Estaba en una cubierta panorámica con moqueta color burdeos, amueblada con mesillas y varas de formulación de cristal y porcelana blanca. Antiguos cascos de lectura con placas de bronce ornamental pendían del techo. Una hilera de divanes se extendía ante unas altas ventanas que daban sobre la proa, con anillos visores en pequeñas bandejas a un costado. Las mamparas de privacidad que rodeaban los divanes estaban plegadas y transparentes, pero Faetón vio imágenes espectrales de criaturas de la mitología japonesa pintadas en la superficie vidriosa.
No reconocía la estética. ¿Seria anterior al período objetivo? De un modo u otro, era opulenta y elegante.

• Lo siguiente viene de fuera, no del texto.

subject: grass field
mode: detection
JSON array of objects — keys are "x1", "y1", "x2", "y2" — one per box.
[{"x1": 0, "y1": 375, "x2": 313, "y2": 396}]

Faetón se internó en la nave, seguido por su armadura. Alzó la mano para hacer el gesto de canal abierto, se contuvo, se miró la mano con tristeza y la bajó. Ya nunca tendría acceso a la información mediante un pensamiento o un gesto. Pero quizá no fuera difícil adaptarse. Era un Gris Plata, y hablar en voz alta era una de las tradiciones que esa escuela practicaba con diligencia.
—¿Quién está aquí? ¿Qué es este lugar? ¿Hay alguien a bordo?
Ninguna respuesta. Avanzó hacia los divanes, se sentó con delicadeza.
La mampara de privacidad de la izquierda estaba entreabierta, de modo que había un panel transparente entre él y las ventanillas de la izquierda que daban sobre el balcón. Dentro del marco de esta mampara, la escena tenía más color y movimiento que en otras partes. Cada maniquí gris que ingresaba en este marco adquiría color, una vestimenta y un rostro humano individual. Encima, las pancartas y carteles ondulaban en el aire. Pero cada maniquí que salía del marco se agrisaba de nuevo, y las pancartas se desvanecían.